Major dialect in South Korea

The Gyeongsang dialects (alternatively romanized as Kyongsang or Kyungsang), also known as Southeastern Korean, are dialects of the Korean language from the historical region of Gyeongsang Province. Today, the region is divided into Daegu, Busan, Ulsan, North Gyeongsang Province, and South Gyeongsang Province, which together comprise the Yeongnam region. The dialect group may also be referred to by this region name.

Gyeongsang dialects vary. A native speaker can distinguish the dialect of Daegu from that of the Busan-Ulsan area although the first city is less than 100 kilometers (62 miles) away from the latter two cities. Dialectal forms are relatively similar along the midstream of Nakdong River but are different near Busan and Ulsan, Jinju and Pohang as well as along the eastern slopes of Mount Jiri.

After Standard Korean, it is the next most prevalent Korean variety. There are approximately 13,000,000 speakers.

==Vowels==

Monophthongs in Gyeongsang
| Hangul | RR | IPA |
| ㅏ | a | /a/ |
| ㅔ | e | /e ~ ɛ/ |
| ㅐ | ae |
| ㅣ | i | /i/ |
| ㅡ | eu | /ɨ ~ ʌ/ |
| ㅓ | eo |
| ㅗ | o | /o/ |
| ㅜ | u | /u/ |

Most Gyeongsang dialects have historically been considered to have six phonemic vowels; however, a shift in this system has been occurring in younger speakers (as explained in the next paragraph). Vowels which may be distinct in other Korean dialects but historically considered merged in Gyeongsang are indicated with a tilde in the adjacent table.

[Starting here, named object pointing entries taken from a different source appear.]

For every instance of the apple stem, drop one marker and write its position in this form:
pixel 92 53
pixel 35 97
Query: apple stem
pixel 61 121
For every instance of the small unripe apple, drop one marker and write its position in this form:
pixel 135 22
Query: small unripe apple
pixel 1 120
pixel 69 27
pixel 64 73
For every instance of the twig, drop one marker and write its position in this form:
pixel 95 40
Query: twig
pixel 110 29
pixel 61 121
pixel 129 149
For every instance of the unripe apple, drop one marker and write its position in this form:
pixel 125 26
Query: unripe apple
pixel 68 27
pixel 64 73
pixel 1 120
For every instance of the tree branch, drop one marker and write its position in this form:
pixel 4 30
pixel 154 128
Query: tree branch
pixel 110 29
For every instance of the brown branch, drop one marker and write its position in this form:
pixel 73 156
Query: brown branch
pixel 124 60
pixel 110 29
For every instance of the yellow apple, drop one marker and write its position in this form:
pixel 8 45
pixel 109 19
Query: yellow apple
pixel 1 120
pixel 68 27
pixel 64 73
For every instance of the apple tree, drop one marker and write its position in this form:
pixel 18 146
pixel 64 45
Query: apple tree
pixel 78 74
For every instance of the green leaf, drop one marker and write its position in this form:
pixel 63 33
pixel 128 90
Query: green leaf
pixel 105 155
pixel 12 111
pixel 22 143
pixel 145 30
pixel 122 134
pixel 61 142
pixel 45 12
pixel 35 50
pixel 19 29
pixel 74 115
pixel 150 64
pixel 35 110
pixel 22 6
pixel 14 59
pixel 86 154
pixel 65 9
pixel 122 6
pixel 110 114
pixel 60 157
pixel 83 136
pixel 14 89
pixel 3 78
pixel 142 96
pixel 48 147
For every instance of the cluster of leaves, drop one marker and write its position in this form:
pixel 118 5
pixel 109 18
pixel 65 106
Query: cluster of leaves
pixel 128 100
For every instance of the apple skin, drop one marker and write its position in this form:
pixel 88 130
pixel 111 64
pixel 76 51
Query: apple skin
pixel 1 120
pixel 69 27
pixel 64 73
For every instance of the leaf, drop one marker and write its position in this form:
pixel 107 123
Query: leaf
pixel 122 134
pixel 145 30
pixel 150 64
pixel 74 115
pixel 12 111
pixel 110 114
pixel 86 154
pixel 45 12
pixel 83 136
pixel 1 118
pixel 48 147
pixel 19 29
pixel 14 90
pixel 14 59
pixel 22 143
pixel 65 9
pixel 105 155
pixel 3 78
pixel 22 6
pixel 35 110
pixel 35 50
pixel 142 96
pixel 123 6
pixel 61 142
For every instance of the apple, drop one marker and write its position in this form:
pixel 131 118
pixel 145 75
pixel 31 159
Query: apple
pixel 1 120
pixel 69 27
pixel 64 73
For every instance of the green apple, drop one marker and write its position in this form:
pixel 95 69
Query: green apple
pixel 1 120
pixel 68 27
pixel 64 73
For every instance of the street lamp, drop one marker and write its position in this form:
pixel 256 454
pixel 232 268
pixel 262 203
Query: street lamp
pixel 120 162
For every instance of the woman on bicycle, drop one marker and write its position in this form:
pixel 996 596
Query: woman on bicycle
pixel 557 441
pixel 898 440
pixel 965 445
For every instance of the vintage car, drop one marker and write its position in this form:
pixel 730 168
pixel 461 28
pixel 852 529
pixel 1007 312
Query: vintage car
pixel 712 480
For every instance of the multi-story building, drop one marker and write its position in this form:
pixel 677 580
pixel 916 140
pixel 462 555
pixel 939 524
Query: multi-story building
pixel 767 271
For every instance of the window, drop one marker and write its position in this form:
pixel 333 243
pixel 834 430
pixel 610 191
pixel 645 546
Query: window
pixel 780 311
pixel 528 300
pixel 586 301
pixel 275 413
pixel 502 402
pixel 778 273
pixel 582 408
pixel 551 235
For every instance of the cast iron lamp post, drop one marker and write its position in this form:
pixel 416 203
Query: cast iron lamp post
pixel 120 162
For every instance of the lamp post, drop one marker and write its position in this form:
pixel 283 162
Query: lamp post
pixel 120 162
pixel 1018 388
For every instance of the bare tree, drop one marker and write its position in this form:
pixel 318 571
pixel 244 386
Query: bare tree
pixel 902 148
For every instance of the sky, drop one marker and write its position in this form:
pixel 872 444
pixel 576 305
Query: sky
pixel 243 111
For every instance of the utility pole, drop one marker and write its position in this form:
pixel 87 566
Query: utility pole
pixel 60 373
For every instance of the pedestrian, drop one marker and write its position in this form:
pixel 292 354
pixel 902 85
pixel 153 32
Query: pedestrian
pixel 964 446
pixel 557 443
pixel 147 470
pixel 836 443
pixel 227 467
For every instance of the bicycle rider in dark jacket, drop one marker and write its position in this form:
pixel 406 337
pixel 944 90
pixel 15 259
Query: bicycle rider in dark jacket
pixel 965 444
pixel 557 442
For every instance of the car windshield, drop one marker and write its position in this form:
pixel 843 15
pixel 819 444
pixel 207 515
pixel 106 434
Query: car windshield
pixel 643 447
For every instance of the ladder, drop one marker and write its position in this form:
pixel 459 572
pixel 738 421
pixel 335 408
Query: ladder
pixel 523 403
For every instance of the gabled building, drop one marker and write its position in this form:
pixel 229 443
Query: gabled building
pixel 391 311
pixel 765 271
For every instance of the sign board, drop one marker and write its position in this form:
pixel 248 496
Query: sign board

In most South Korean dialects, the vowels ㅐ (ae) and ㅔ (e) have merged (See Korean phonology § Vowels). A 2015 study found that Gyeongsang dialect speakers merged these sounds more significantly than speakers from central regions of Korea, but less so than speakers from southwestern Korea in Jeonbuk or Jeonnam. The same study also identified a key difference between northern & southern Gyeongsang dialects: in the north (Gyeongbuk), the vowels ㅡ (eu) and ㅓ (eo) are distinct, whereas in the south (Gyeongnam) they are indistinguishable. However, several more recent studies (2016, 2022, 2024) noted that younger speakers of the southern dialects are moving toward a split of the vowels. At the same time, younger speakers are approaching a merger of ㅗ (o) and ㅜ (u), which was also found to be the case in the 2015 study.

W and y are generally dropped after a consonant, especially in South Gyeongsang dialects. For example, soegogi (쇠고기) 'beef' is pronounced sogogi (소고기), and gwaja (과자) 'confectionery' is pronounced ggaja (까자).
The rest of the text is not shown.